While the defence debate had been dominated by pay and conditions, we need to identify exactly what it is we want our defence forces to do, he said.
“That will come at a cost,” Ged Nash said.
“We have got lucky and got away with it, since we identified ourselves as a neutral country,” he said.
We haven’t been at risk of conventional military attacks, he said but it’s no longer the traditional nation state that we have to fear.
Nash said that these questions of justice and defence are not purely about security but are a matter for parliamentary democracy oversight.
“It is our national parliament that sets those relationships and not the executive,” he said.
However, he said that in Ireland, jobs and trade currently take precedence and very little attention is paid to defence and security.
Nash said that unless these matters are identified at the front and centre of a programme for government, then very little gets done.
“You don’t see placards or public meetings around air defence capability,” he said.
“There are huge competing interests but in light of Brexit this is a massive challenge,” he said.
'The people are sovereign'
“This is a public conversation we have to have in this Republic. The people are going to have to be involved. We are in a Republic and the people are sovereign,” he said.
Lieutenant Colonel Niall Buckley said that the defence forces must take a ‘Swiss Army knife’ approach in terms of platforms, given the reality of the cost environment.
Speaking from the floor, former RAF Group Captain Dick Hemsley gave his opinion that defence planning always involves “hard choices”.
A hard-nosed analysis of the core defence interests of the Irish Republic would lead to conclusions about its ability to manifest sovereignty in the maritime domain, air domain and the land border, he said, acknowledging what he called the ‘impertinence’ of making these remarks, as an Englishman.
Ireland should view its commitment to operations under both UN and EU banners with a cold, sceptical eye, he said, given the changing nature of its defence needs.
Defence and international relations academic Dr Ed Burke of the University of Nottingham said the key question post-Brexit, is where is the Irish defence region and whether it extends to the Common Travel Area.

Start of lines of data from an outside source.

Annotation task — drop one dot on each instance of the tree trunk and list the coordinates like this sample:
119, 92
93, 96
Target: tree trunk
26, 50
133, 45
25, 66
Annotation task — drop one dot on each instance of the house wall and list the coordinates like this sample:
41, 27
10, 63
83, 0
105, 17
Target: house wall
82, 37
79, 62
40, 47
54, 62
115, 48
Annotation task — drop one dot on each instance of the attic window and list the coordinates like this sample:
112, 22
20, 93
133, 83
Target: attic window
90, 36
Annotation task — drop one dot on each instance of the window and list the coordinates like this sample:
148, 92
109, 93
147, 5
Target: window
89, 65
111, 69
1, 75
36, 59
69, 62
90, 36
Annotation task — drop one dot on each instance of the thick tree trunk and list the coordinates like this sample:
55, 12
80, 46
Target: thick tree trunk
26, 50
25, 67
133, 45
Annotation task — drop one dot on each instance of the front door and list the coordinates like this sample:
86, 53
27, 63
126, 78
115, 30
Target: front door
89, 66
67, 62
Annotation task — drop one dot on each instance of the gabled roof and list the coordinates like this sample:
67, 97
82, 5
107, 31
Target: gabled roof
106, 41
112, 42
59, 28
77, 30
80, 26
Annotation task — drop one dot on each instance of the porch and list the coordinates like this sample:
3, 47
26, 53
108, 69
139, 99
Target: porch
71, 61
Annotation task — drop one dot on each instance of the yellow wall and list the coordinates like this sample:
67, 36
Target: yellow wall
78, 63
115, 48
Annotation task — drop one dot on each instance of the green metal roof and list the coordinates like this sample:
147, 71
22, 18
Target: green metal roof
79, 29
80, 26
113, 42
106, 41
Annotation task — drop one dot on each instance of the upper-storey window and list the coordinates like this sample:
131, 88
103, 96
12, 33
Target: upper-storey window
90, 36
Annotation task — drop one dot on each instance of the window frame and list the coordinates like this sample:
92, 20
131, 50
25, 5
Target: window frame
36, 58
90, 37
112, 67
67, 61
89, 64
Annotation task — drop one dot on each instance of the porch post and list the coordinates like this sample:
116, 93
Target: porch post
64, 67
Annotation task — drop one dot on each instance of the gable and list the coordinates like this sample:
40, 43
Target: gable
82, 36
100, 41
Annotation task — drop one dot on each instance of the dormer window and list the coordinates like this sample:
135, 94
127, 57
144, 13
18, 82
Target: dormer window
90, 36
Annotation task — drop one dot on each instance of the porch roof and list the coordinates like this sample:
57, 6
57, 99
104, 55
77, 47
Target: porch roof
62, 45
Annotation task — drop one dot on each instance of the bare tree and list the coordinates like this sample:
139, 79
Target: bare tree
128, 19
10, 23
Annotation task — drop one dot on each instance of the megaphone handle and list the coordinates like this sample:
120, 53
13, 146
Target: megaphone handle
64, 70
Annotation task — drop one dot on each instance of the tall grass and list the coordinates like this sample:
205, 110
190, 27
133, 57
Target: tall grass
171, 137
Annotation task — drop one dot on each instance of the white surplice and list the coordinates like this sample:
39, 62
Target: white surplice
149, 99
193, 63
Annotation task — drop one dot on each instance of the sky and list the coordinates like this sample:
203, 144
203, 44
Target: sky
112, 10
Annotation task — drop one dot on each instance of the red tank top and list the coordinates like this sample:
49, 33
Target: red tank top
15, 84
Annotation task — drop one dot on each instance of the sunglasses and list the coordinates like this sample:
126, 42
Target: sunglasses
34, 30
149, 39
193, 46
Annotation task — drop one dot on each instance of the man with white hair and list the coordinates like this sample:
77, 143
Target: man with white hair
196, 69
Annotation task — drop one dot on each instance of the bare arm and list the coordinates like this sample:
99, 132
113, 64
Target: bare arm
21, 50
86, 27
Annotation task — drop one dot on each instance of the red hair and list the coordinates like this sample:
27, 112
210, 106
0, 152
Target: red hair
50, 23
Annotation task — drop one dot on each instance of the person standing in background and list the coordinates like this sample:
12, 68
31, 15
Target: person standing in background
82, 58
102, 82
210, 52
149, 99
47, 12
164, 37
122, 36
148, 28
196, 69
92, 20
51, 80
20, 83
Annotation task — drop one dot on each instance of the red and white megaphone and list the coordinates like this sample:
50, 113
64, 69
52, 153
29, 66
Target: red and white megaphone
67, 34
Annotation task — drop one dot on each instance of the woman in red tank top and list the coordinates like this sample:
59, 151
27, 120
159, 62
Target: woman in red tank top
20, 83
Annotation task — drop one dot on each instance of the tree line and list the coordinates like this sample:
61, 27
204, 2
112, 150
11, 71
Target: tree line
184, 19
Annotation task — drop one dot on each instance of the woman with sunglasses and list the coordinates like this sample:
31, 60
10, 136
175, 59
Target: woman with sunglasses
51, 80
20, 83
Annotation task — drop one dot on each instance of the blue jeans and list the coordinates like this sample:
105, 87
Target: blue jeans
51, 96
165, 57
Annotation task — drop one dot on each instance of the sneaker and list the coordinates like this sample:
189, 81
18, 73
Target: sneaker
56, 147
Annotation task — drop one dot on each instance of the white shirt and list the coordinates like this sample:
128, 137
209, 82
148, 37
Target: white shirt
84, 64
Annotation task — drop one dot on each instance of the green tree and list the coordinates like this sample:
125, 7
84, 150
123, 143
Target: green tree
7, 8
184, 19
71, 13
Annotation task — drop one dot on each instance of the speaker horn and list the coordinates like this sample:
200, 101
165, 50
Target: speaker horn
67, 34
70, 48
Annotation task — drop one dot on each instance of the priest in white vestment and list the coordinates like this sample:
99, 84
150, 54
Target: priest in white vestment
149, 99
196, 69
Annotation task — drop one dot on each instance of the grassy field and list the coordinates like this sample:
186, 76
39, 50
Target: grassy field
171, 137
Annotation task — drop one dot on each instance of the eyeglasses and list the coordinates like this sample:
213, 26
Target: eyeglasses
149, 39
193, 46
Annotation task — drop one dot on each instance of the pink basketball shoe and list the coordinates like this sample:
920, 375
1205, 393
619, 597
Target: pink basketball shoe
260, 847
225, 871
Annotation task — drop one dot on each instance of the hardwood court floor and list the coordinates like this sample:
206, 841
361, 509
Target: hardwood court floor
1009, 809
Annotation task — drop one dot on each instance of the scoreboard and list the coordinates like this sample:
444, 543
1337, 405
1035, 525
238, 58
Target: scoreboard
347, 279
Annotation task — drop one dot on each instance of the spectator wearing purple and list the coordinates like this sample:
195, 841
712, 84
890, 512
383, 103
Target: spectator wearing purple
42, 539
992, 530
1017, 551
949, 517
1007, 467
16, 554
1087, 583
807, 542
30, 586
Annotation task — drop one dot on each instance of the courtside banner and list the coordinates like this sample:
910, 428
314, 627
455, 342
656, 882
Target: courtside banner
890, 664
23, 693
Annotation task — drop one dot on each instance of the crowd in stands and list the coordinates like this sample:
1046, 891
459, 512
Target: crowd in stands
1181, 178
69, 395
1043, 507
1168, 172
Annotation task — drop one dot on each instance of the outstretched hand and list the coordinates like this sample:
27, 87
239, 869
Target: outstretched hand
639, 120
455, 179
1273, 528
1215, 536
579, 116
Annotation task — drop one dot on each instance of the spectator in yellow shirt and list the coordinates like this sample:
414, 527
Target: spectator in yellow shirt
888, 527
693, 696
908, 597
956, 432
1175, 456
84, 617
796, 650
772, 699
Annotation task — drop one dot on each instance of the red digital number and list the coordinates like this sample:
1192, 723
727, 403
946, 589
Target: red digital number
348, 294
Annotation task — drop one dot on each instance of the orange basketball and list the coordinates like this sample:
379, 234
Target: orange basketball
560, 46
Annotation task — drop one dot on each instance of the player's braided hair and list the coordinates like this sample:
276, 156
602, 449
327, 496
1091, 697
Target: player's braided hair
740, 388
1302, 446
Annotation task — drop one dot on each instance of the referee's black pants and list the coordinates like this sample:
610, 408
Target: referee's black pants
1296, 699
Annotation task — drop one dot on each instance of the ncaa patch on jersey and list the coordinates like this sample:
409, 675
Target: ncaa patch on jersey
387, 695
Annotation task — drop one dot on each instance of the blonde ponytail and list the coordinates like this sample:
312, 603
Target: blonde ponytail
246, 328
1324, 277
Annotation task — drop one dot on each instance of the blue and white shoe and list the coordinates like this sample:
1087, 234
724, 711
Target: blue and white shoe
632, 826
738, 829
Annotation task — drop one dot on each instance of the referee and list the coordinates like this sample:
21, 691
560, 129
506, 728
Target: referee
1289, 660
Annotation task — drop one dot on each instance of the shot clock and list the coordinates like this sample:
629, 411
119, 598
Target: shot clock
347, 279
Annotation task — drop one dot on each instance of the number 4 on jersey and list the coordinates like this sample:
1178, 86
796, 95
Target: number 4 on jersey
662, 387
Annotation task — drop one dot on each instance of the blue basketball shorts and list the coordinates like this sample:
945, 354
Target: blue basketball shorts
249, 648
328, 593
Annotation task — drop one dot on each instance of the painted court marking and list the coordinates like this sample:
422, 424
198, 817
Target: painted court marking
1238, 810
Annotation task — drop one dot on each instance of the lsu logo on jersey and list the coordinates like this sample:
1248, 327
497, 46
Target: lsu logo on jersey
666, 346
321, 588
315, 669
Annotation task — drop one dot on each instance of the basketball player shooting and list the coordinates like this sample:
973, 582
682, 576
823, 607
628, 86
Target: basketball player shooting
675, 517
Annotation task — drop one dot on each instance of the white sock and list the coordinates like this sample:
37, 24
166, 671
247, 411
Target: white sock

“What do we jointly want to do with the UK, potentially?” he asked.
Potential joint air policing of the whole island of Ireland will have political costs, he said.
“Can we treat the UK as a normal defence partner?
“We need to think about protecting Irish sovereignty,” he said.
“What do we want the UK to do, and not to do, when it comes to co-operation on air defence?” he asked.
He said that as an Irish citizen he didn’t want to feel gratitude to the RAF squadrons who suddenly find themselves rushed to the Western seaboard of Ireland, where they haven’t even trained that often.
This ad hoc reliance has its limitations, he said, and leaves us completely dependent.
Joining defence alliances will have a cost in terms of time and equipment, the seminar heard.
Combat airpower research fellow Justin Bronk cautioned the Irish Defence Forces against emphasising people, and their development potential, as its most important asset, since the current threat comes from Russia which cares very little about its people.
“If the conversation you are having is about deterrents, or any international messaging, quite frankly, stop talking about people being your greatest asset,” he said.
This may be valuable in an internal sense but it sends the message of being terrified of losing people.
“Why are we scared of the Russians? It’s certainly not because they get the best out of their people and treat them well,” he said.
“It’s the opposite. They are willing to lose a large number of them in horrible circumstances, for political gain,” said Bronk.
Major General Ralph James (retired) pointed out that what Ireland does will affect foreign direct investment and companies come here because Ireland is seen to be secure.
“Nobody will come here if we are deemed to be unstable,” he said.